Outcome measures are tricky & can be categorized into Indirect & Direct measures:
- INDIRECT outcome measures are often affected by many factors, not just your innovation
- DIRECT outcome measures are specific to what you are trying to accomplish.
For example: If you want to know your patient’s weight, you put them on the scale (direct). You don’t merely ask them how much they weigh (indirect).
Another example? If you planned music to reduce pain, you might a) measure how many patients were already using music and their pain scores (& perhaps those not using music and their pain scores), b) begin your music intervention, and c) then directly measure how many patients started using it after you started your intervention and their pain scores. These data DIRECTLY target your inpatient outcomes versus looking at INDIRECT HCAHPS answers of discharged patients’ feelings after the fact in response to “During this hospital stay, how often was your pain well controlled?”
Nurses often decide to measure their project outcomes ONLY with indirect HCAHPS scores. I hope you can see this is not as good as DIRECT measures.
So why use HCAHPS at all?
- They reflect institutional priorities related to quality and reimbursement
- Data are already collected for you
- Data are available for BEFORE and AFTER comparisons of your project outcomes
- It doesn’t cost you any additional time or money to get the data
Disadvantages of indirect HCAHPS measures?

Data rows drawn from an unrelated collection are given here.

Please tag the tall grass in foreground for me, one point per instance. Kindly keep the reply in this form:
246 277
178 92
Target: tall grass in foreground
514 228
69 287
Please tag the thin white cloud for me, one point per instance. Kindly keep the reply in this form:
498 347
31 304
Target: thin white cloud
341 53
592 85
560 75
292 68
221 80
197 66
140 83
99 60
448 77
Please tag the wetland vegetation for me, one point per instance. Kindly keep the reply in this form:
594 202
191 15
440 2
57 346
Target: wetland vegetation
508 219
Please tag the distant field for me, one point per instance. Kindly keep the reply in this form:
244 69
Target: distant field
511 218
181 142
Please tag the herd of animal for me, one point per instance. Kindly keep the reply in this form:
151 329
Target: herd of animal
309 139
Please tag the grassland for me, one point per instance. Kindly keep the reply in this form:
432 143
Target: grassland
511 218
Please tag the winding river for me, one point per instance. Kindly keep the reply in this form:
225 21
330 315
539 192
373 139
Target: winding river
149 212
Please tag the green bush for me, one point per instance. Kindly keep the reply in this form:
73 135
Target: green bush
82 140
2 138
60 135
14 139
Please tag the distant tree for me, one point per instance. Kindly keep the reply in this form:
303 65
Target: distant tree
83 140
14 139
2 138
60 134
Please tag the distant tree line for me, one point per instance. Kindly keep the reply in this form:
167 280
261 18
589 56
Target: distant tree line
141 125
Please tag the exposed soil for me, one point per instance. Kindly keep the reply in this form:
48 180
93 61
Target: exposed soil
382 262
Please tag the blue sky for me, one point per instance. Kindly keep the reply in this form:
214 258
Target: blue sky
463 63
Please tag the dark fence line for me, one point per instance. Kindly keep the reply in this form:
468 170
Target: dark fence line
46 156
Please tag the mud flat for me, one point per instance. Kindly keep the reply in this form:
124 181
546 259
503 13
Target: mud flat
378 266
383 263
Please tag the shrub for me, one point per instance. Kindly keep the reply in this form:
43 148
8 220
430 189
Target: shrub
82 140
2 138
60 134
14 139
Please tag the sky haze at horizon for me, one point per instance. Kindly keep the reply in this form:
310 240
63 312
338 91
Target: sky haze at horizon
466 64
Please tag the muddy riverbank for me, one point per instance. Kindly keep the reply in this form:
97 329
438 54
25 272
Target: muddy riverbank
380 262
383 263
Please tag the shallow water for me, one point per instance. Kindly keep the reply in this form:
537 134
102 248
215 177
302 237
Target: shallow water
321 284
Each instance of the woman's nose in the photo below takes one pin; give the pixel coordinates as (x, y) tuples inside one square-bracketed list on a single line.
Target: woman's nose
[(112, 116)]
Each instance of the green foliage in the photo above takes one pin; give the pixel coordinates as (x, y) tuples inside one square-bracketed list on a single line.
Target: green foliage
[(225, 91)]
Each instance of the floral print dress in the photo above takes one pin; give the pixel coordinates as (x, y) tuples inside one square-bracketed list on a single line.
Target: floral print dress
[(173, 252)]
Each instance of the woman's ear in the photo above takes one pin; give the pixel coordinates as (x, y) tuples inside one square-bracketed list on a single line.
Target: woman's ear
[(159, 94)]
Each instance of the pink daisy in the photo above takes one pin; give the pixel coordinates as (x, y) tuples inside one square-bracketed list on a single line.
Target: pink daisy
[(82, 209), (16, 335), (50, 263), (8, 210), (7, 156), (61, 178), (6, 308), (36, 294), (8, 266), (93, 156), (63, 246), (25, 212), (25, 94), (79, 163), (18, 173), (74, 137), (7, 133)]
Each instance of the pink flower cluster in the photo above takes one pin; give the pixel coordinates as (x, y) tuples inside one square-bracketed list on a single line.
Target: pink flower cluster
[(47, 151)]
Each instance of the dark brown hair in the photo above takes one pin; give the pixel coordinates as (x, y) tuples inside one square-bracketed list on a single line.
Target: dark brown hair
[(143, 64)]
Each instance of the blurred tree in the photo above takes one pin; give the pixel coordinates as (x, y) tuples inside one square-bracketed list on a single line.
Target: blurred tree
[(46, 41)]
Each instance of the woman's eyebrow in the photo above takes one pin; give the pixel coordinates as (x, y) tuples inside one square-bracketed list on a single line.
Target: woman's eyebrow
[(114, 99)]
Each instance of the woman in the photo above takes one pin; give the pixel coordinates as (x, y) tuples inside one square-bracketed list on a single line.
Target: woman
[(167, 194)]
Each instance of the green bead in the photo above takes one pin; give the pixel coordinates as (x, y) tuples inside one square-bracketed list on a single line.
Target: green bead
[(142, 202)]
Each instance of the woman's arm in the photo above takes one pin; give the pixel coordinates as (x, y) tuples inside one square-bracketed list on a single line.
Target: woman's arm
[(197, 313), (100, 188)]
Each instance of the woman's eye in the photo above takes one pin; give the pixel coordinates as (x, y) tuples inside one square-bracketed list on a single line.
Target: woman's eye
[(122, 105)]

- HCAHPS data are indirect measures that are affected by lots of different things, and so they may have little to do with effect of your project.
- HCAHPS responders often do Not represent all patients because the number responding is so small–sometimes just 1 or 2
Still, I think it’s good to include HCAHPS. Just don’t limit yourself to that. Include also a DIRECT measure of outcomes that targets the precisely what you hope will be the result of your study.
You need STRONG outcomes to convince others that your project works to improve care!
CRITICAL THINKING: McClelland, L.E., & Vogus, T.J. (2014) used HCHAPS as an outcome measure in their study, Compassion practices & HCAHPS: Does rewarding and supporting workplace compassion influence patient perceptions? What were the strengths & weaknesses of using HCHAPS in this study? [hint: check out the discussion section] What would be a good direct measure that you could add to HCAHPS outcomes to improve the study?
FOR MORE INFORMATION: Whole books of measurement instruments are available through the library or a librarian can help you search for something that will measure motivation, pain, anxiety, medication compliance, or whatever it is you are looking for!! You can limit your own literature searches by selecting “instrument” as part of your search, or you can consult with a nurse researcher for more help.